Model stories written by young professionals/students.
Notes from the Mad Scientists' Laboratory
“Eureka! I’ve found it!” exclaims the man in the white coat, with red, sleep deprived eyes and hands shaking in desperation as he holds up a tiny vial to his assistants and colleague.
“It took you long enough,” remarks the colleague snidely. “10 years and thousands upon thousands of the government’s money too.”
“You’re just jealous that you’re name won’t be on the patent,” replied the frantic yet ecstatic scientist whose lab goggles were steaming up in his frenzy.
“Excuse me doctor, I see that this formula has you both up in arms, but do you mind if I ask what it does?” inquired the curious young assistant. “Does it cure the world’s most deadly disease? Does it save millions of lives?”
“Even better, son. It prolongs life with that disease, making us millions and millions of dollars instead. The world may be no better off for it but my world will; I’m going to be rich one day thanks to this little miracle.”
You would think this conversation was overheard in the lab of Dr. Frankenstein’s protégée. The doctor with the “cure” seems conniving, evil, and worst of all capable of doing all kinds of good instead with his brilliant mind. He’s using his brain only for selfish purposes and self-promotion. But when we think about it, aren’t we all? Is research really about helping our fellow man or making the world a better place solely for those doing said research in the lab?
All the way from elementary school on, science has become a “competition.” Science fairs, competitive academic scholarships, and even simple letter grades turn the focus from overall accomplishment and progress to personal achievements and degrees we can hang on the wall. The medical world is a self-centered place to some extent, where the massive difference between even the insane and sane is no longer distinguishable as doctors and hospitals refuse to see past their own noses anymore (Rosenhan, 1973). Are hospitals really even helpful or are they simply “counter-therapeutic” institutions? That these types of questions even have to be raised provides the base for a crumbling, unsteady medical system where no one is really getting any assistance other than the big businesses and their bottom lines.

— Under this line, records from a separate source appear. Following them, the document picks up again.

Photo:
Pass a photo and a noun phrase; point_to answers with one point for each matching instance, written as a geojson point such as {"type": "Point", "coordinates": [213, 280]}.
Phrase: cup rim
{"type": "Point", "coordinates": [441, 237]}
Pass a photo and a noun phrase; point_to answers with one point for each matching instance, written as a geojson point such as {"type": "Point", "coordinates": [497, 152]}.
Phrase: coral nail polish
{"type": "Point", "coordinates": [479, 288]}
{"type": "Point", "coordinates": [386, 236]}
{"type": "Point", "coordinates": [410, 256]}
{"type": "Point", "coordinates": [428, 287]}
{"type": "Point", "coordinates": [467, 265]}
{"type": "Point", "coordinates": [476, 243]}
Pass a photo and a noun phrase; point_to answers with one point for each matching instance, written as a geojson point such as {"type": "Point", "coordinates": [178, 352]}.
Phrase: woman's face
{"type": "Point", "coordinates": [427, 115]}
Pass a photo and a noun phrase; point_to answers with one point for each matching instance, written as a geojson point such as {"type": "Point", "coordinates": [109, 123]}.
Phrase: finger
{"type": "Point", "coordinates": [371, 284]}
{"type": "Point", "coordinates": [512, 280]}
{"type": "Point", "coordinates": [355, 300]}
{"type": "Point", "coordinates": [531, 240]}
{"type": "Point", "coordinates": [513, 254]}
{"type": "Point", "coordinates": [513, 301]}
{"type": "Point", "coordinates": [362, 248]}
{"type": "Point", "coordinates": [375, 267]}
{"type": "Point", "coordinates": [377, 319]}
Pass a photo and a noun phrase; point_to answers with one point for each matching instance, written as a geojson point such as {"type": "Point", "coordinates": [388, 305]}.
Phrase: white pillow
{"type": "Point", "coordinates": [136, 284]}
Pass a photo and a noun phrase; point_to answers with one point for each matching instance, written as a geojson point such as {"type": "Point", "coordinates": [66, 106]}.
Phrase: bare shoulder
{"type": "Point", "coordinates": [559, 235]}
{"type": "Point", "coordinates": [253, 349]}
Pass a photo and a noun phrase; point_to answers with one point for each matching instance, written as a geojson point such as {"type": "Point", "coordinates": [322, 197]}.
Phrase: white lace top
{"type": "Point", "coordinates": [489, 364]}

Curing cancer, curing AIDS, curing even simple medical issues like acne could save millions of lives, but it could also cause the collapse of the world economy and political systems as we know it today. Western medicine and its’ focus on hard and fast cures and drugs has become, “a major political mission,”(Kleinman, 1995). Cancer isn’t just a disease: it’s a billion dollar industry employing thousands of researchers, radiologists, techs, etc. who rely on its continuation for their livelihood. “Cures” that prolong life without really changing the outcome of illnesses and require constant administration of drugs, visits to doctors, and more long, drawn out measures can cause a huge boom in this micro-economy however. In an ever-unstable political and economic climate worldwide, money drives entire countries to do crazy things. So which cure is the one that helps out the most people in this case? The doctors above seem to think they’ve found the answer. It just may not always be the one that benefits the most sick people in every case.

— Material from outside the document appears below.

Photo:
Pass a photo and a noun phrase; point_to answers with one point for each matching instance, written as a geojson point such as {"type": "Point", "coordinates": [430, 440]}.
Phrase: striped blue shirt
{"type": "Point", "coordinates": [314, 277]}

To some of those ailing patients, however, the hospital is a “temple” and the doctor is, in a way, playing their own personal God (Miner, 1953). They feel that they must do whatever the doctor say in order to stay alive. But if the doctor is more worried about keeping their business alive, patients may intentionally or unintentionally suffer as they rely on temporary relief and expensive elixirs they can’t even afford to “beat their disease.” It should really be left up to the patient whether an extra six months or so of lower-quality life is what they want, but it seems like all too often the alternatives to what the doctor first recommends aren’t really explained.

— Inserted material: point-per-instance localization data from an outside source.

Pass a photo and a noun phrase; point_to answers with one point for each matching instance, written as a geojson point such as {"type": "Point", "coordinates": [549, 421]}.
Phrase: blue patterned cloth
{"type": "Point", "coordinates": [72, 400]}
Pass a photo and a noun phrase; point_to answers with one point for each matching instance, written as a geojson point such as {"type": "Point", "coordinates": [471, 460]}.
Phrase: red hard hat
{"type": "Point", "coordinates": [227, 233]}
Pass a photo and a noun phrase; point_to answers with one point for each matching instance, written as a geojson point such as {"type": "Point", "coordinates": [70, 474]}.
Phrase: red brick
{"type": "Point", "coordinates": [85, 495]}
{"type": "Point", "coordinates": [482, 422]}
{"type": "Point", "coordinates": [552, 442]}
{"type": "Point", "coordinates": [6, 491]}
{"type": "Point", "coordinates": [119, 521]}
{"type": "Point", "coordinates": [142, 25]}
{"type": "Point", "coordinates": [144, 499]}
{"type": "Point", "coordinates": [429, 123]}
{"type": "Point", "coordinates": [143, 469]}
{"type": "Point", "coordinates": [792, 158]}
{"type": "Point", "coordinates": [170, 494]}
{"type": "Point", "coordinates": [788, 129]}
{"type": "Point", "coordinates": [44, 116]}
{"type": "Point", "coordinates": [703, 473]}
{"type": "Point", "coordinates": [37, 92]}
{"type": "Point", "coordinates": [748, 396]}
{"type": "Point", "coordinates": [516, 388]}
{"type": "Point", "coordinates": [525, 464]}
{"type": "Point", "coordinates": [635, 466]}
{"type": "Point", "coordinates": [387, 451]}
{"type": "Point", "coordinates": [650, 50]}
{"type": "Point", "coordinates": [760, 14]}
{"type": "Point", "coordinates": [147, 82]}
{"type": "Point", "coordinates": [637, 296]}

“Science”-based harsh approaches and over-“medicalization” have detached the medical system from the patients it was originally created to help ,”(Kleinman, 1995). Research, as a part of medicine, no longer holds its original purpose either. Doctors fixated on money and cures that work across the board (instead of working on a person to person basis) have become the norm in labs all over the world. That sad observation leaves us with one final question about the present biomedical culture: Are the researchers and doctors the mad ones in this case, or are the patients mad for accepting their word as law and not asking who these cures really “fix” things for?
Horace Miner. "Body Ritual Among the Nacirema" American Anthropologist, 58, no. 3 (1956): 503-507. Print.
David L Rosenhan. "Being Sane in Insane Places." Science 178 (January 1973): 179-185. Print.
Arthur Kleinman. "What is Specific to Biomedicine?" Writing at the Margin: Discourse Between Medicine and Anthropology Berkeley: University of California Press, 1995. Print.